A lobby group called Our Water is Not for Sale sponsored the phone survey, which followed up on Alberta’s public consultation on water this spring. The group said Alberta is considering a market-based approach to allocating water among users in Alberta and argues that approach won’t value human and ecological needs the way Albertans want.

“We think these results clearly indicate Albertans don’t support a move to an expanded water market, and that they’re really strongly opposed to water licence holders making a profit off something they’ve been given historically for free,” said Scott Harris, regional organizer for the Council of Canadians, one of the lobby group partners.

“Albertans want the government to implement a public water management system that prioritizes human needs.”

Most water basins in the drier southern half of the province have been closed to new allocations since 2006. Shortly after, the CrossIron Mills mall north of Calgary paid $15 million to a nearby irrigation district to get access to water the farmers weren’t using.

At about the same time, the provincial government started looking at options for an expanded water market and published three reports looking at those options in 2009.

This spring it ran a provincewide public consultation looking at ways to better “share” water, among other topics.

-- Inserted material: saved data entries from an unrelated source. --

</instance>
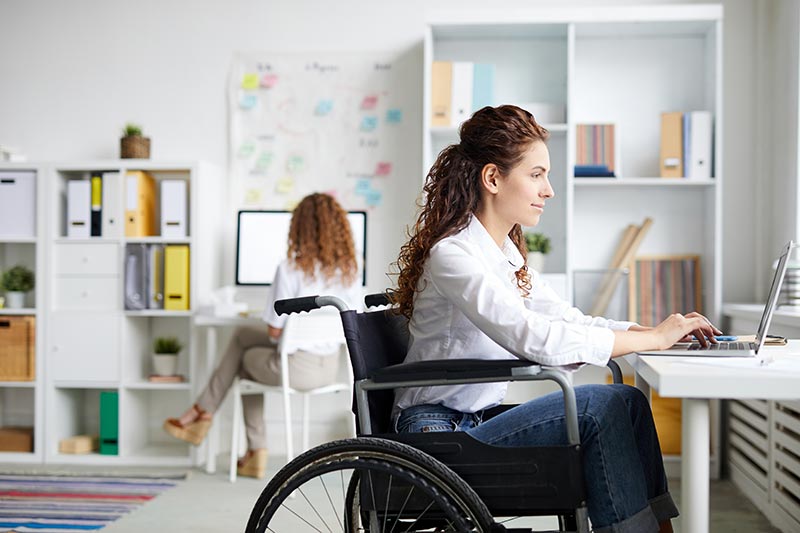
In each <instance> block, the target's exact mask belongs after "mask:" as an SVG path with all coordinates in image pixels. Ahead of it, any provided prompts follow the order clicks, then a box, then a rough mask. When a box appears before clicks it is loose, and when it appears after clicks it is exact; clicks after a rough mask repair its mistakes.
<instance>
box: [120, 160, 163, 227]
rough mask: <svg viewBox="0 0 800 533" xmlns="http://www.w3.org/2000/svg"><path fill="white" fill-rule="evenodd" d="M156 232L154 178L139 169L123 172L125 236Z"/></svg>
mask: <svg viewBox="0 0 800 533" xmlns="http://www.w3.org/2000/svg"><path fill="white" fill-rule="evenodd" d="M155 234H156V180H155V179H154V178H153V176H151V175H150V174H148V173H147V172H143V171H141V170H129V171H128V172H127V173H126V174H125V236H126V237H150V236H152V235H155Z"/></svg>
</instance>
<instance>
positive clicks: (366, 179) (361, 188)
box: [356, 179, 372, 195]
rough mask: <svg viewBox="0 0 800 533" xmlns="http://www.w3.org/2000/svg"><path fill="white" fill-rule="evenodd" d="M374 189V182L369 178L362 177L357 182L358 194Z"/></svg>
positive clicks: (356, 183)
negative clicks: (373, 187) (372, 188)
mask: <svg viewBox="0 0 800 533" xmlns="http://www.w3.org/2000/svg"><path fill="white" fill-rule="evenodd" d="M371 190H372V184H371V183H370V181H369V180H368V179H360V180H358V181H357V182H356V194H362V195H366V194H367V193H369V192H370V191H371Z"/></svg>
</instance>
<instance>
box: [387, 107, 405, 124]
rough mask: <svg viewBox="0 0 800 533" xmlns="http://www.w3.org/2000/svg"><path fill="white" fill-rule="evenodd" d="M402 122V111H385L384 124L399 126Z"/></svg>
mask: <svg viewBox="0 0 800 533" xmlns="http://www.w3.org/2000/svg"><path fill="white" fill-rule="evenodd" d="M402 121H403V110H402V109H389V110H388V111H386V122H387V123H388V124H400V123H401V122H402Z"/></svg>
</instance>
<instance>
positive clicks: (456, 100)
mask: <svg viewBox="0 0 800 533" xmlns="http://www.w3.org/2000/svg"><path fill="white" fill-rule="evenodd" d="M472 78H473V66H472V63H469V62H466V61H454V62H453V84H452V86H451V87H452V91H453V92H452V98H451V99H450V101H451V102H452V106H453V112H452V115H451V117H452V118H451V120H452V125H453V126H460V125H461V123H462V122H464V121H465V120H467V119H468V118H469V117H470V115H472Z"/></svg>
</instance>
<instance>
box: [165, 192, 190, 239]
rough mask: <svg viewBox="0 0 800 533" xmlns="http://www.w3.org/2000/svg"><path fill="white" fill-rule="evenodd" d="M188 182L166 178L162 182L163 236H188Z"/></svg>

Before the water consultation, the province said it would not consider selling water to other jurisdictions or changing the “first in time, first in right” principal that currently governs which water licences are honoured first in a drought, said Jessica Potter, spokeswoman for Alberta Environment.

In the phone survey, 83 per cent of respondents said they either agreed or strongly agreed with the statement “We need to have a water allocation system that prioritizes the health of rivers based on scientific requirements.”

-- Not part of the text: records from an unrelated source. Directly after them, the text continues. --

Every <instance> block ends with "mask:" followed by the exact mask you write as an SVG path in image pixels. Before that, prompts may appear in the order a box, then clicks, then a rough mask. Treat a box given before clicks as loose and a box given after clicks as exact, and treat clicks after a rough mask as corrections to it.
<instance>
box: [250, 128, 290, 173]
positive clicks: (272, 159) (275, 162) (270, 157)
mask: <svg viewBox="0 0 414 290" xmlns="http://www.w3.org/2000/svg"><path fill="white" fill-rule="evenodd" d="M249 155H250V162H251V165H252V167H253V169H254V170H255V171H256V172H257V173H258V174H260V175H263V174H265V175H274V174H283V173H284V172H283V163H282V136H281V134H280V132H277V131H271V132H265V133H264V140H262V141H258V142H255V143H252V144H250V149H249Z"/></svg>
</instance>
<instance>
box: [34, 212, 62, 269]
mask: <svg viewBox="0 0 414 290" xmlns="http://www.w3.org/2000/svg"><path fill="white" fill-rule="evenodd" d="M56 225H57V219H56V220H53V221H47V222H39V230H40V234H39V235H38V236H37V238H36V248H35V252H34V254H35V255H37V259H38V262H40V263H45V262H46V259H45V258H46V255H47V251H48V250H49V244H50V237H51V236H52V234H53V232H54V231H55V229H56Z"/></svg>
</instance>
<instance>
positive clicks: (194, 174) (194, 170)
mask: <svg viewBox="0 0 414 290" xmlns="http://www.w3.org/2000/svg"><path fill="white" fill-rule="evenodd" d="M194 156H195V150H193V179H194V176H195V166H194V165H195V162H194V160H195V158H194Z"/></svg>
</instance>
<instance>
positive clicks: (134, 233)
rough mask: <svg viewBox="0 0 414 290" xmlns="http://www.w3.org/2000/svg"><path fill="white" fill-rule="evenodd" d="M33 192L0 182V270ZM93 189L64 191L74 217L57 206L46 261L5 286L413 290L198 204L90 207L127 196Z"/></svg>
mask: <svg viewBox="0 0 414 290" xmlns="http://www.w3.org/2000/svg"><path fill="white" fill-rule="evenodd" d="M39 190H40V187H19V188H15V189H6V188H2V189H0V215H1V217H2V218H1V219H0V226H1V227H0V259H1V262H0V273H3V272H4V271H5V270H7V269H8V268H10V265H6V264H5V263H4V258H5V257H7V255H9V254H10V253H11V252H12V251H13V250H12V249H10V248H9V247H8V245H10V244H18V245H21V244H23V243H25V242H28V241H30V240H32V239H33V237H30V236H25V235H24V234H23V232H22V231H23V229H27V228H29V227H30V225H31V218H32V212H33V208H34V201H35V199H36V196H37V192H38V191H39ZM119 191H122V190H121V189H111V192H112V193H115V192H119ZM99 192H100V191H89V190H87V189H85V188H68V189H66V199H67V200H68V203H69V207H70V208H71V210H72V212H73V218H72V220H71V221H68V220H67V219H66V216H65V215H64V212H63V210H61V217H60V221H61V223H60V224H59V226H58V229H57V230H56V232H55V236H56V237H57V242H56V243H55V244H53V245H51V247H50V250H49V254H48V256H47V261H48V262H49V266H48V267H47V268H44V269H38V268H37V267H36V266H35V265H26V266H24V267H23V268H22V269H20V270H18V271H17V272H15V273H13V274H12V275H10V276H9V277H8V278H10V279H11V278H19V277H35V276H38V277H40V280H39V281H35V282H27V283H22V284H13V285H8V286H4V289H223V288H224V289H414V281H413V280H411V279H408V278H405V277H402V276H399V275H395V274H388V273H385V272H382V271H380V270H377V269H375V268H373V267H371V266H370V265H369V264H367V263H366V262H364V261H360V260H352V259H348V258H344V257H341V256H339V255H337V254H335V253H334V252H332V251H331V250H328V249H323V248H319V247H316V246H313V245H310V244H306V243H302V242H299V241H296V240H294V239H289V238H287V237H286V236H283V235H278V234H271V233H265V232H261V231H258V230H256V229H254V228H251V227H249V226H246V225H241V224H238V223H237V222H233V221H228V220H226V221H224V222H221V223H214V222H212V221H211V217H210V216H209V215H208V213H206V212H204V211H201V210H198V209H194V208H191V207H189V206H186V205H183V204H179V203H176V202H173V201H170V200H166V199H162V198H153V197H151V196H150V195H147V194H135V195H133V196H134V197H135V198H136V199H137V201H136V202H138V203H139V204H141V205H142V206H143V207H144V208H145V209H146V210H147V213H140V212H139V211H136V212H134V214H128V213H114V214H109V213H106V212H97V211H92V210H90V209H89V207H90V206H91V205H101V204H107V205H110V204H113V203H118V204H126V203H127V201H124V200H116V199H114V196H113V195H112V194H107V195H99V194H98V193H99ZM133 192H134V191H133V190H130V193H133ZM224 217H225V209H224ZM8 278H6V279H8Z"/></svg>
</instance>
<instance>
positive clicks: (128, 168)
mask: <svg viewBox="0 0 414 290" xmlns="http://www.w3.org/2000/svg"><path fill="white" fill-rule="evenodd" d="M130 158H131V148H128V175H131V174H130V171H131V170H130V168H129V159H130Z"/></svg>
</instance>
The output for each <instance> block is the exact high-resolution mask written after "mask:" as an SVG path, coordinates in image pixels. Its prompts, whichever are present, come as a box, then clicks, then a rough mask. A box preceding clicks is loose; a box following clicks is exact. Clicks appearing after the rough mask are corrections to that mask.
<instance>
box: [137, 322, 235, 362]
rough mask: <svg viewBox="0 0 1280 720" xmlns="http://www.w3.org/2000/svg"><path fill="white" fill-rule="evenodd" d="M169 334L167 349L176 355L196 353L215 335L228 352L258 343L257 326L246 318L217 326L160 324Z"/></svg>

Seventy-four per cent said they agreed or strongly agreed with the statement, “municipalities should be given priority access to water for human needs, even if this means that some businesses like the energy industry cannot access all of the water they need in a time of drought.”

Twenty-two per cent said they would support a system to let the market decide who gets water, and only nine per cent said farmers or businesses should be allowed to sell the unused parts of their water licences for profit, even if they originally got the licence for free. Eighty-five per cent said they disagreed or strongly disagreed with that statement.

Harris said if businesses and farmers are allowed to sell unused portions of their water licences it would quickly drive up water use in some of the driest areas of the province.

Ricardo Acuna, executive director of the Parkland Institute, said the government needs to establish scientifically supported baselines for each river so that businesses are not allowed to withdraw any water when levels get too low. This would ensure fish habitat and the river ecosystems are protected.

Alberta Environment Minister Diana McQueen was not available for comment Thursday.

The phone survey run by Environics reached 831 adult Albertans between June 14 and 22. With that sample size, it’s considered accurate within 3.4 percentage points, 19 times out of 20.